Friday, September 23, 2011

Days 83 - 84: Mount Ranier National Park, WA


Mount Ranier is the most heavily glaciated peak in the lower 48 states and is the fifth National Park, created in 1899.


They had some interesting books in the museum gift shop.


The park has lots of historic structures and a little museum.
I think this is Charlie the Cougar.  He was taxidermied about 100 years ago.


Mount Ranier had some buses similar to Yellowstone and Glacier but they no longer use them.  There were only five made, and this is one of the last remaining three in existence.


Cool vintage gas station with the pumps still there.


Doesn't look like much in the photo but this waterfall is about 90 feet tall.


The day we arrived, the mountain was completely obscured by low clouds.  This is the visitor's center at "Paradise".  We had no choice but to camp for the night and hope the mountain would show itself tomorrow.  The Park Rangers warned us that Mount Ranier makes its own weather and can remain hidden for weeks!
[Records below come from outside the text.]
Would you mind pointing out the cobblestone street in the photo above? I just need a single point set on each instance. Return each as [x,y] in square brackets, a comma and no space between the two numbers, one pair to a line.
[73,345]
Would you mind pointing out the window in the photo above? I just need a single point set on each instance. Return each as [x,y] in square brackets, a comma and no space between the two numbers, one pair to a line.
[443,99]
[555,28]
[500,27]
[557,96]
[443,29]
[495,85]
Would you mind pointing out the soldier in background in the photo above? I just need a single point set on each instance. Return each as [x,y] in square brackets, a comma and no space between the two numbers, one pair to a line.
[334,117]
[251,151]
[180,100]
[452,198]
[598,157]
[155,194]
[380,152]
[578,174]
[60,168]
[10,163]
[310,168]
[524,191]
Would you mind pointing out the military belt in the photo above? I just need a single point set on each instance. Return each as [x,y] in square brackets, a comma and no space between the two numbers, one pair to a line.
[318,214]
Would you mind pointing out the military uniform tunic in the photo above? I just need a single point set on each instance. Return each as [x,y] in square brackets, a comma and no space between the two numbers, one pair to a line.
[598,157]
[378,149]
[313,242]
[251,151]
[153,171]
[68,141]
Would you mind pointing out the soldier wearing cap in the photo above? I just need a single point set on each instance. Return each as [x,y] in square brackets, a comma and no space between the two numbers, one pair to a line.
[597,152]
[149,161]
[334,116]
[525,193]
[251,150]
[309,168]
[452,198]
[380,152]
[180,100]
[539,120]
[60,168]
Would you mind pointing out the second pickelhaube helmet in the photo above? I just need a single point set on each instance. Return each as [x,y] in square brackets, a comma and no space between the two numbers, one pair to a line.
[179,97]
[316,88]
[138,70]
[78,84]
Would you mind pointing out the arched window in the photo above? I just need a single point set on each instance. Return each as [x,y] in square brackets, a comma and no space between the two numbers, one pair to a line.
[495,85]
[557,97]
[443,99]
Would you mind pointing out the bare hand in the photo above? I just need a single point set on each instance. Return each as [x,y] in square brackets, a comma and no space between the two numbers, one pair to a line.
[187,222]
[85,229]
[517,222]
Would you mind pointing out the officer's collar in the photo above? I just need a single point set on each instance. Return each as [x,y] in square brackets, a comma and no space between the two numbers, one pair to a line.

We camped for the night in a light drizzle and met these two characters, Ian and his father Stan.  They were about halfway thru hiking the "Wonderland Trail," which circles the base of Mount Ranier.  The hike is 95 miles long and takes about a week to complete!  Ian had forgotten his rain pants and they were afraid of him getting damp and not being able to complete the hike.  I loaned him mine and they hiked on the next morning.  We got to spend some time with them, drinking beer and listening to Stan play guitar.  He knows a bunch of classic rock and folk songs like Woodie Guthrie, Eagles, Neil Young, etc.  Good times!  We exchanged information so I could retrieve the pants and Ian is letting us stay at his place in Portland!


The following morning the mountain showed itself for an hour or so and disappeared again!  It's really breathtaking because it's not part of a range.  It just stands alone and dominates the landscape.
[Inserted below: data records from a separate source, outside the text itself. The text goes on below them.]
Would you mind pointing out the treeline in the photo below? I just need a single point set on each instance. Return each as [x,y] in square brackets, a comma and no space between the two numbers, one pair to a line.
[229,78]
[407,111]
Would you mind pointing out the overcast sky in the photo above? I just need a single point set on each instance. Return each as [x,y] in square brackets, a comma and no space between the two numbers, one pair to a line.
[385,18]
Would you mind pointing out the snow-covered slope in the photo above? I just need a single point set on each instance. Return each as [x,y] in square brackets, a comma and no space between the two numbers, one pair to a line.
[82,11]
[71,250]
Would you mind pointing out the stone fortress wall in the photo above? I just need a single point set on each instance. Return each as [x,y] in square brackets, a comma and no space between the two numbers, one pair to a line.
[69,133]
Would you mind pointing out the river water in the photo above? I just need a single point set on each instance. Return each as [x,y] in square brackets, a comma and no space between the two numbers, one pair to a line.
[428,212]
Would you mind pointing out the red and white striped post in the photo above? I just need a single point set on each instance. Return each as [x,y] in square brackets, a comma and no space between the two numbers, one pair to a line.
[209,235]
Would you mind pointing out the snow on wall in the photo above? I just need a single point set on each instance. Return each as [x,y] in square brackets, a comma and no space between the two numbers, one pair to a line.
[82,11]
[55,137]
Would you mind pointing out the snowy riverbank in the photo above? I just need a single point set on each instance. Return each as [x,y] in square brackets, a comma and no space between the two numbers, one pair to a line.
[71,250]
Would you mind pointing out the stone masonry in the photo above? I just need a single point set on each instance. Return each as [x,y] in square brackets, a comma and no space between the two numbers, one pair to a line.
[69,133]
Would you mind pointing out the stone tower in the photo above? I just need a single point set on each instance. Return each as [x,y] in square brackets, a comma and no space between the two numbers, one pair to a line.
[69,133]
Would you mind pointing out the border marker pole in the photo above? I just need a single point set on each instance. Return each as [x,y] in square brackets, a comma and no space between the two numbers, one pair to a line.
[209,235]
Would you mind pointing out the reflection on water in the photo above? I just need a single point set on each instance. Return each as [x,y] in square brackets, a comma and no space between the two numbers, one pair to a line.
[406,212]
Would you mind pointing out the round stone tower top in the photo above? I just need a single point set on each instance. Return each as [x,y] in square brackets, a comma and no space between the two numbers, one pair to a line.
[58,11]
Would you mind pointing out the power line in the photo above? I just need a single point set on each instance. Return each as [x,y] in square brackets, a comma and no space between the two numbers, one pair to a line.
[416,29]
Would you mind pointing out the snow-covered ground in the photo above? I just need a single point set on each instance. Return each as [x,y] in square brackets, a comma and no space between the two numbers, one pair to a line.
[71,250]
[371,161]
"the most luxuriant and the most extravagantly beautiful of all the alpine gardens I ever beheld in all my mountain-top wanderings."
-John Muir


Marmots!


 
We did a sub alpine meadow hike and it was teaming with flowers, deer, marmots, and even some snow still on the ground.


 
This is Park Ranger Casey educating visitors about the Pacific Rim volcanoes, especially the ones along the west coast.  The Ranger programs are great and the Rangers are really passionate about their jobs.


This illustrates how frequently the western US volcanoes have experienced eruptions.  Ranier is not expected to seriously erupt anytime, but it is considered dangerous because of all the glacial ice stored on the mountain.  If there was a landslide, this could create a "lahar" or mudflow that could devestate Tacoma and even Seattle.  There's evidence of one 5000 years ago that reached Puget Sound.  The mountain was believed to have been over 16,000 feet tall before the lahar decreased its height and then the glaciers eroded it even more. 
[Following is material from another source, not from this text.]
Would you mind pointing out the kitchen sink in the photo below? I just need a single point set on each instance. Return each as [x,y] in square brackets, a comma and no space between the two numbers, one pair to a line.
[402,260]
In the meantime, it's a beauty to behold.  That afternoon, the summit appeared again but the clouds never completely lifted.  Still, we feel lucky we got to see it.  In the foreground is a glacial moraine where the Nisqually Glacier scraped a huge trough.  The toe of the glacier is visible about half way up the moraine.  It's covered in dirt and rock but you can see where the melt water starts, that is actually ice!